Clouds gather over Mt. Washington in the late afternoon of a winter day in 2022. (Robin Lubbock/WBUR)
Clouds gather over Mt. Washington in the late afternoon of a winter day in 2022. (Robin Lubbock/WBUR)

Hikers should avoid traveling to the White Mountains this weekend, officials warn, as a cold snap headed for New England poses life-threatening conditions in the popular winter destination.

At the region’s highest peak, Mount Washington, weekend temperatures could reach record-breaking lows.

The worst of the cold is expected Friday night into early Saturday when a combination of low temperatures (-45 to -50 degrees Fahrenheit) and extreme winds (80 to 100 mph) may cause the summit to feel like -100 to -101 degrees Fahrenheit, said Francis Tarasiewicz, a weather observer at the Mount Washington Observatory.

“It’s really a generational cold event up here in the White Mountains,” he said, speaking from the summit.

If the observatory’s predictions come to pass, Friday’s temperatures would beat out the all-time low of -47 degrees Fahrenheit that was recorded in 1934.

Though it’s possible temps falls short of the forecast by a few degrees, Tarasiewicz is confident the reading will surpass the lowest temperature ever recorded on a Friday. (The lowest monthly recorded temperature for February was -45 degrees Fahrenheit in 1943.)

Tarasiewicz said people should heed the do-not-travel warnings from the stateseveral New Hampshire departments, including officials Fish and Game and Homeland Security and Emergency Management.

“We’ve put out extended messaging up [I-93] into the White Mountains to encourage our hiking community to try to curb their activities through the weekend as we see these extreme temperatures,” said New Hampshire Gov. Chris Sununu at a joint press conference Thursday.

Jay Broccolo, director of weather operations at the Mount Washington Observatory, emphasized how “dire” the conditions would be for anyone who happened to get caught in the White Mountains: “It could really only take taking a glove off and then within a minute your fingers are almost unable to move.”

Other warnings the experts shared? Breathing outside can freeze over goggles and impair vision. Camp stoves may not work, and fuels may become gelled.

And maybe the most serious: The severe weather would likely hamper rescue operations.

“The reason why this is [so] noteworthy to us is it takes a very small mistake to then cast a cascade of poor decision making and failures, which could ultimately lead to death — and has happened many times before,” Broccolo said.
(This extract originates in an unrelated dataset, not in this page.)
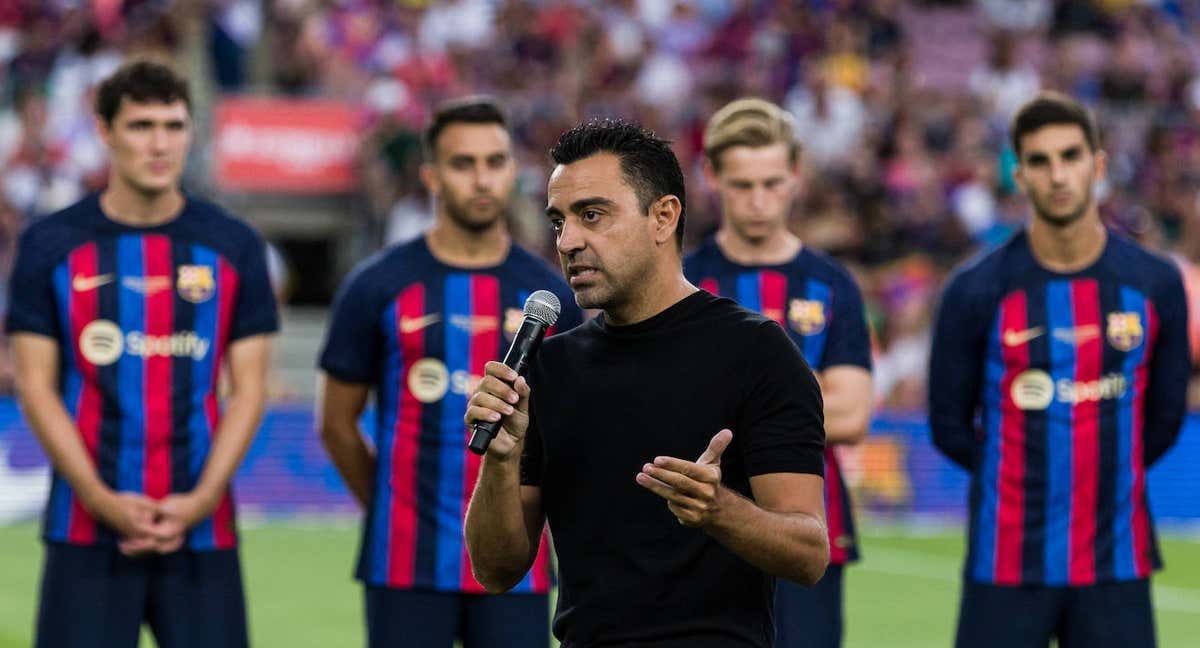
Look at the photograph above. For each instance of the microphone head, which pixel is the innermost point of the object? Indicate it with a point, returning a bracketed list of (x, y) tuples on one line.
[(544, 306)]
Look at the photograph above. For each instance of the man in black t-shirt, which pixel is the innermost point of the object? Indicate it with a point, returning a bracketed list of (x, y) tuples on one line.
[(654, 547)]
All buildings in the upper alpines are closed. Only buildings for weather operations, like the observatory, will stay running.

And Tarasiewicz reassured that he and his colleagues there will be fine.

“We’re in a well heated building. We’ve got kerosene fuel that actually won’t freeze in these types of conditions,” he said. “We’ll be hunkering down and looking out for each other in the summits.”